In court, Uber and Lyft, in particular, have successfully defended their position that drivers are contractors, and throughout the legal dispute, Uber’s CEO said it couldn’t afford to hire its 50,000 drivers as employees overnight. But the companies making gig nursing apps wouldn’t necessarily collapse if they classified nurses differently: Other similar apps, like ShiftMed, already classify their workers as employees. 

“Essentially, with a 1099 [tax form], you’re really supposed to be running your own business, which is not something that most nurses working as a 1099 would say that they’re doing,” said Dane Steffenson, a former U.S. Department of Labor attorney who now works in private practice at his own firm.

Steffenson says gig nurses are in a unique position compared to other workers, requiring highly specialized training for a lifesaving environment. “It’s very different if you’re walking into a long-term care facility or a hospital,” compared to being an Uber driver, he said.

The Labor Department has shown interest in cracking down on health care facilities when gig nurses aren’t paid what they’re owed. This year, the department publicly announced action against several staffing agencies that it said failed to pay nurses for overtime. In California, one lawsuit against a gig nursing app, Care.Stat!, alleged that workers were misclassified as contractors. The company denied the allegations but recently reached a settlement, according to court records. 

When a dispute does come up, companies that classify their workers as contractors may have more room to distance themselves from the complaint than other companies assigning shift workers. Last year, for example, the Illinois Department of Labor asked Clipboard for more information on its business after multiple complaints over wages, according to emails between Illinois regulators and Clipboard that were obtained by The Markup

The Illinois Nurse Agency Licensing Act regulates how nursing agencies operate, including deeming them “employees of the nurse agency.” But in a letter to regulators, Clipboard’s attorneys argued the law didn’t apply and that the company was only an online marketplace connecting nurses with facilities for a fee—not a staffing agency. 

Sarah Bauer, a Clipboard Health spokesperson, said in a statement that workers who use Clipboard are required to affirm their status as independent contractors, and agree to the company’s attendance policy.
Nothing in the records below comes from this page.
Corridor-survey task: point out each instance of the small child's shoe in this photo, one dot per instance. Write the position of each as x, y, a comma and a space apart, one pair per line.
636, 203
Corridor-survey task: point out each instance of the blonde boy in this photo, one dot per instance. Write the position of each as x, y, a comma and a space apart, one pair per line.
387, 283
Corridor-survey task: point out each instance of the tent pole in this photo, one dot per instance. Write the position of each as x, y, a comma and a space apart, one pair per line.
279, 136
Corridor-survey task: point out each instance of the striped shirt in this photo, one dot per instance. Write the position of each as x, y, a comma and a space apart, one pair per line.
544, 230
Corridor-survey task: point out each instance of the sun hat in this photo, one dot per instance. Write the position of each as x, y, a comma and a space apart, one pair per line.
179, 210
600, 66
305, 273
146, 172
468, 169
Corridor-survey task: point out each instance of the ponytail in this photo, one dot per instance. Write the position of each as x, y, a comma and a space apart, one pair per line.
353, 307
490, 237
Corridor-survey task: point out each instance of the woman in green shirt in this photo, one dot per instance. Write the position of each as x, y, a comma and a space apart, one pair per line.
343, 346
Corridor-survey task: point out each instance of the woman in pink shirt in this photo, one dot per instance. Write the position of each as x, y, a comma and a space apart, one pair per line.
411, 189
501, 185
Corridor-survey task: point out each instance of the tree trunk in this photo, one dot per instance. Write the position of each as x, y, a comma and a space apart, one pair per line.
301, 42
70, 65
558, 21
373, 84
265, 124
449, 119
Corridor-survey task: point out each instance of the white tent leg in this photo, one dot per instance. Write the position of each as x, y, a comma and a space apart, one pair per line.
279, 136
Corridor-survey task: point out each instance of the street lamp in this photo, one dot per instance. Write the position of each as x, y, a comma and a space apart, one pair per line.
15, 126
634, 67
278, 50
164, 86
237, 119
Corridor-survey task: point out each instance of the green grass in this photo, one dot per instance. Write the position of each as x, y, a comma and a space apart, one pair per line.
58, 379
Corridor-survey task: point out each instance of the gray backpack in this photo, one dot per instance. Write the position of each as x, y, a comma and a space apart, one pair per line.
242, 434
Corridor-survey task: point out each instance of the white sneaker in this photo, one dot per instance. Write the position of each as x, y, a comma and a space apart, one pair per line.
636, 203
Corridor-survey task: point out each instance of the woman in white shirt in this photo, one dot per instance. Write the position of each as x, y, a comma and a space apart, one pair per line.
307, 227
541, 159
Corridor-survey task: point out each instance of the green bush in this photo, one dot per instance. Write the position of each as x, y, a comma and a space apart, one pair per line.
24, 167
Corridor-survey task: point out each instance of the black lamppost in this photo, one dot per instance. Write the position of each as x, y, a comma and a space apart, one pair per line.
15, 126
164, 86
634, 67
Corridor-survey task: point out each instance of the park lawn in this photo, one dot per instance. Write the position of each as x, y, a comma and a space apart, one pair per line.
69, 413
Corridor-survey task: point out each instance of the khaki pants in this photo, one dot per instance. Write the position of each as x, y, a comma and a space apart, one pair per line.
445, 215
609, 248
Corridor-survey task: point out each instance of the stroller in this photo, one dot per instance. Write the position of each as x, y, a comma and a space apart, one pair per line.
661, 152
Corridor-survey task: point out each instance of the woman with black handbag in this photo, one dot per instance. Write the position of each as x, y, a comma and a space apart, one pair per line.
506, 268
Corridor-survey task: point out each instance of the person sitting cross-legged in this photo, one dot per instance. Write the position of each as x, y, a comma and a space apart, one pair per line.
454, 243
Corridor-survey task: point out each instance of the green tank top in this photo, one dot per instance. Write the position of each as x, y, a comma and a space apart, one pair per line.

Workers are encouraged to report any safety concerns, Bauer said. Bauer did not directly address the criticism that shift work degrades bonds between patients. In response to a question about Howell’s experience, Bauer cited the company’s attendance policy, and said the company encourages workers to report safety concerns.

MarketWatch recently reported on a California nurse aide who claimed she was owed $21,000 in unpaid work from Clipboard, eventually losing her home while she tried to get the funds. Clipboard did not respond to MarketWatch’s questions about this specific nurse.  

That nurse and others might have been able to turn to organized labor for help, but as contractors, workers don’t have the same ability to form a union for protection. For unions like National Nurses United, the potential shift in classification is an almost existential threat. 

“This push to this model allows them to compartmentalize the work, so nurses don’t have relationships with each other, so they can’t organize and demand safe staffing conditions,” along with other protections workers have fought to gain over decades, Mahon said. Classifying nurses as contractors, then, ultimately gives companies more power over workers, and limits workers’ ability to hold them accountable, she believes.

“They really just wash their hands of all of their obligations,” she said.